SingkatCerita
Nasional20 Juni 2026

Prabowo Minta Masa Tunggu Haji Dipangkas, Antrean Resmi Kini 26 Tahun

Singkat cerita, Presiden Prabowo memerintahkan Kementerian Haji mencari formula memangkas antrean haji yang secara administrasi kini mencapai 26 tahun.

Inti Berita

  • Prabowo perintahkan Kemenhaj cari formula memperpendek antrean haji yang resminya 26 tahun.
  • Kenyataannya rata-rata jemaah menunggu 13–14 tahun, sebagian besar 10–12 tahun.
  • Belum ada target waktu maupun cara teknisnya; instruksi muncul usai musim haji 2026 selesai.

Apa yang terjadi

Presiden Prabowo Subianto meminta antrean keberangkatan haji dipangkas lebih pendek. Instruksi itu disampaikan Wakil Menteri Haji dan Umrah Dahnil Anzar Simanjuntak, Sabtu (20/6), saat musim haji 2026 hampir selesai.

Saat ini masa tunggu haji secara administrasi tercatat 26 tahun, seragam di seluruh Indonesia. Angka faktualnya lebih pendek: rata-rata 13–14 tahun, dan sebagian besar jemaah berangkat setelah menunggu 10–12 tahun.

"Presiden minta supaya kementerian mencari formula." — Dahnil Anzar Simanjuntak, Wamenhaj

Belum ada target waktu yang pasti, dan caranya pun belum diumumkan — apakah lewat tambahan kuota dari Arab Saudi atau perbaikan sistem. Instruksi ini datang setelah Prabowo menggelar rapat evaluasi haji lebih dari 2,5 jam, dan saat 62 persen jemaah Indonesia sudah tiba kembali di Tanah Air. Kementerian juga mulai menyiapkan manasik untuk calon jemaah 2027.

Apa artinya buat kamu

Buat keluarga yang sudah mendaftar atau ingin mendaftar, masa tunggu adalah "harga" haji selain biayanya. Dengan antrean administrasi 26 tahun, orang yang mendaftar di usia 40 bisa berangkat saat sudah lanjut usia — itulah yang ingin dipangkas.

Tapi ini baru instruksi, bukan aturan baru. Belum ada target tahun maupun mekanisme resmi. Jadi jangan ubah rencana keuangan keluarga hanya karena kabar ini: setoran dan tabungan haji tetap diperlukan, dan dananya tetap mengendap bertahun-tahun.

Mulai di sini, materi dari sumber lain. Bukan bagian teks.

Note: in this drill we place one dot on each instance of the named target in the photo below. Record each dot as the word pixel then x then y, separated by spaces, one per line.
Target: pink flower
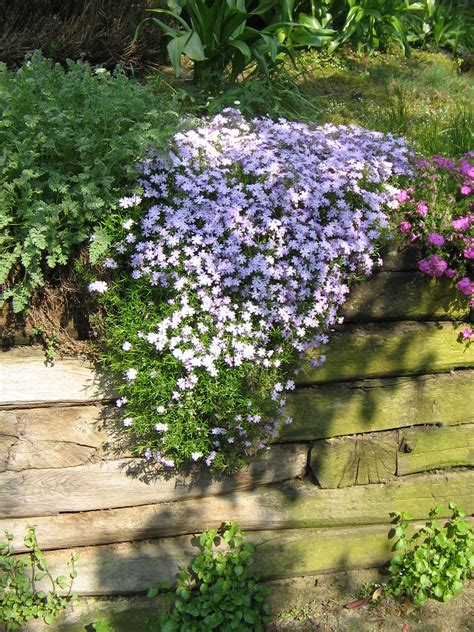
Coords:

Kabar baiknya, arah kebijakannya jelas: memperpendek, bukan memperpanjang. Nomor porsi yang sudah kamu pegang tetap berlaku.

Haruskah panik?

Tidak perlu panik, dan tidak perlu buru-buru. Ini sinyal positif, tapi belum ada yang berubah secara hukum hari ini — antrean tetap berjalan seperti biasa. Yang masuk akal: simpan baik-baik nomor porsimu, lanjutkan menabung, dan pantau pengumuman resmi Kementerian Haji. Waspadai calo atau jasa yang menjanjikan "percepatan" antrean dengan bayaran tambahan; urusan kuota haji justru sedang jadi sorotan kasus hukum.

Pertanyaan Umum

Berapa lama antrean haji sekarang?

Secara administrasi 26 tahun dan seragam di seluruh Indonesia. Kenyataannya lebih pendek: rata-rata 13–14 tahun, dan mayoritas jemaah menunggu 10–12 tahun.

Apakah masa tunggu haji pasti dipangkas?

Belum pasti. Yang ada baru instruksi Presiden Prabowo agar kementerian mencari formula memperpendek antrean. Belum ada target waktu atau aturan baru yang diumumkan.

Bagaimana cara memperpendek antrean haji?

Belum diumumkan. Opsi yang umum dibahas biasanya menambah kuota dari Arab Saudi atau memperbaiki sistem keberangkatan. Pemerintah masih menyusun formulanya.

Apakah saya perlu daftar ulang atau bayar tambahan?

Tidak. Nomor porsi yang sudah kamu miliki tetap berlaku. Waspadai pihak yang menjanjikan percepatan antrean dengan bayaran — itu bukan jalur resmi.